Małe miasto, wielka powódź. Poziom wody "wysoki jak nigdy przedtem"

Australia zmaga się z gwałtownymi burzami i ulewami, które od kilku dni nawiedzają wschodnią część kraju. W stanie Queensland pod wodą znalazły się całe miejscowości, a wiele miast zostało całkowicie odciętych od świata. Niebezpieczeństwo stanowią także pioruny, które raniły co najmniej jedną osobę.
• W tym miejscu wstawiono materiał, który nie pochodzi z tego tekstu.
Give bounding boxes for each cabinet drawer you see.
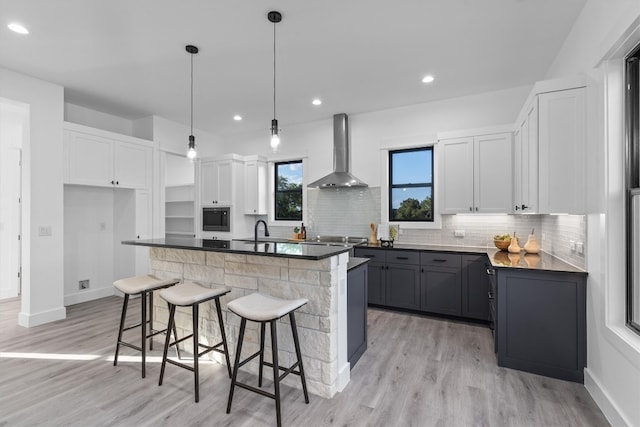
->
[354,248,386,263]
[420,252,462,268]
[387,250,420,265]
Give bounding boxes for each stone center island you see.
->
[122,238,350,398]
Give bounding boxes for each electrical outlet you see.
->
[38,225,51,236]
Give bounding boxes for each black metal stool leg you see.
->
[147,291,153,350]
[140,292,147,378]
[271,320,282,427]
[113,294,129,366]
[158,304,178,385]
[191,304,200,402]
[227,317,247,414]
[166,303,182,360]
[258,322,265,387]
[215,298,232,378]
[289,311,309,403]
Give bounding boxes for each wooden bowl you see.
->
[493,239,511,251]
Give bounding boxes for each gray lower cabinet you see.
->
[420,252,460,316]
[347,264,368,369]
[461,255,491,321]
[355,247,489,321]
[355,248,420,310]
[496,268,587,382]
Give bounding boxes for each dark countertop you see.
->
[487,249,587,274]
[356,242,587,274]
[347,257,369,271]
[356,242,488,255]
[122,237,350,260]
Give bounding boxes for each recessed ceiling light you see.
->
[7,22,29,34]
[422,74,435,83]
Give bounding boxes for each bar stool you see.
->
[113,274,180,378]
[227,293,309,426]
[158,282,231,402]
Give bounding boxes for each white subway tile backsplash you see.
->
[264,187,588,268]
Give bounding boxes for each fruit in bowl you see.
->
[493,234,511,251]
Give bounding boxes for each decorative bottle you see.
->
[507,231,520,254]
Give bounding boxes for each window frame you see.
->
[386,144,439,227]
[624,45,640,335]
[269,160,307,227]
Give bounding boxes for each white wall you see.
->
[0,99,29,299]
[225,86,531,187]
[0,68,66,326]
[164,153,195,185]
[548,0,640,426]
[64,185,117,305]
[64,102,134,139]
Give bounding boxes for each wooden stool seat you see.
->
[158,282,231,402]
[227,293,309,427]
[113,274,180,378]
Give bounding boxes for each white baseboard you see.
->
[337,362,351,392]
[584,369,631,427]
[18,307,67,328]
[64,286,114,306]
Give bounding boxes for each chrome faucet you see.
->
[253,219,269,242]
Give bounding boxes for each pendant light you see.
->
[185,44,198,160]
[267,10,282,152]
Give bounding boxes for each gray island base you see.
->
[123,239,350,398]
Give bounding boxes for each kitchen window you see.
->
[389,147,434,222]
[626,42,640,334]
[274,160,303,221]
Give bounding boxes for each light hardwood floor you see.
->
[0,297,608,427]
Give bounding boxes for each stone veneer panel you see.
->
[150,248,348,397]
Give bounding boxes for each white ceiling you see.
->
[0,0,586,135]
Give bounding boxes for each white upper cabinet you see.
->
[513,97,538,213]
[437,132,512,214]
[200,159,239,206]
[473,132,512,213]
[436,137,473,214]
[538,88,586,214]
[64,123,153,189]
[513,78,586,214]
[244,159,268,215]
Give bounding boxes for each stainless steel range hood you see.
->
[308,113,367,189]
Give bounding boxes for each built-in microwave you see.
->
[202,207,231,231]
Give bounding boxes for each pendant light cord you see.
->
[273,22,276,119]
[191,53,193,135]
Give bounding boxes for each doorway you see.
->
[0,98,29,299]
W ciągu ostatniego tygodnia nad wschodnią Australię nadciągnęły burze, niosące ze sobą ulewy i silne podmuchy wiatru. System burzowy przemieszcza się z północnej części stanu Queensland na południowy wschód, a w niedzielę, kiedy to gwałtowna aura osiągnęła swój szczyt, w wielu miejscach obowiązywały ostrzeżenia przed burzami z piorunami i podtopieniami.

Zatopione miasteczko

W wyniku ulew najmocniej ucierpiało położone na północy stanu miasto Burketown, położone około 2100 kilometrów od stolicy Queensland, Brisbane. W sobotę okolice miasta znalazły się całkowicie pod wodą, a ogrom zniszczeń najlepiej pokazują zdjęcia lotnicze.

Dan McKinlay, szef rady Burketown, powiedział w niedzielę, że w ciągu ostatnich 48 godzin konieczna była ewakuacja 97 mieszkańców miejscowości drogą powietrzną - Burketown zamieszkuje 150 osób. Jak przyznał, poziom wody w okolicy był "tak wysoki jak nigdy przedtem", a miasto wyglądało jak "usytuowane pośrodku oceanu".

Australijskie Biuro Meteorologiczne (BoM) przewiduje, że poziom wody w okolicy osiągnie szczyt w niedzielę. Powiedziało, że powódź już przekroczyła dotychczasowy rekord z marca 2011 roku, który wynosił 6,78 metrów.

Niebezpieczne burze z piorunami

Na południe od Burketown, w południowo-wschodniej części Queensland, mieszkańcy borykają się z silnymi burzami. W miejscowości Brendale na przedmieściach Brisbane, mężczyzna został porażony piorunem i trafił do szpitala w ciężkim stanie. Na wschodnim wybrzeżu Australii w niedzielne popołudnie wciąż występowały gwałtowne burze z piorunami, a dla części rzek obowiązują ostrzeżenia przed podwyższonym stanem wód.

Od dwóch lat wschodnia Australia doświadcza licznych powodzi na skutek wydarzenia pogodowego La Nina. W ciągu ostatnich miesięcy pod wodą znalazły się wielkie połacie Terytorium Północnego i Nowej Południowej Walii.